He stops. Her face is as expressionless as only perfect concentration can be. He thinks, For a woman to be so physically stunning is sinful. And mutters, “Facts enough?”

“You must have been a superb doctor, such a fast, incredible memory. Okay”—and her tone shifts—“why, of all things, did you memorize that?”

“Because—” He stops before her steady black eyes. “I wanted to. I like it.”

“Because it has everything you avoid? Life in a claustrophobic village where everyone would know everything, and you couldn’t even get away to the next village? What would you do without cities? If you couldn’t disappear instantly from one faraway place to another?”

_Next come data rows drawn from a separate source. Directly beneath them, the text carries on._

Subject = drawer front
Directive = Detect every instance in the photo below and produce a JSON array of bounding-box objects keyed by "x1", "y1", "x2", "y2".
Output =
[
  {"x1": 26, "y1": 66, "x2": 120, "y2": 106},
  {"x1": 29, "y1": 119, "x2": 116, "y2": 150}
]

“Do we need this amateur psychology?”

But she reaches to touch his arm, suddenly gentle. “The root of ‘amateur,’ ” she says, “is Latin for ‘lover.’ ”

“That’s much better.” He lays his open hand on her leg folded under the other. “Lover talk.”

“You know all about mine, now, tell me yours.”

“My what?”

“Obsession.”

“What, my obsession?”

“Or whatever you call it: your thick ‘Bloody Theatre’ book. Torture as public spectacle, those overwhelming stories.”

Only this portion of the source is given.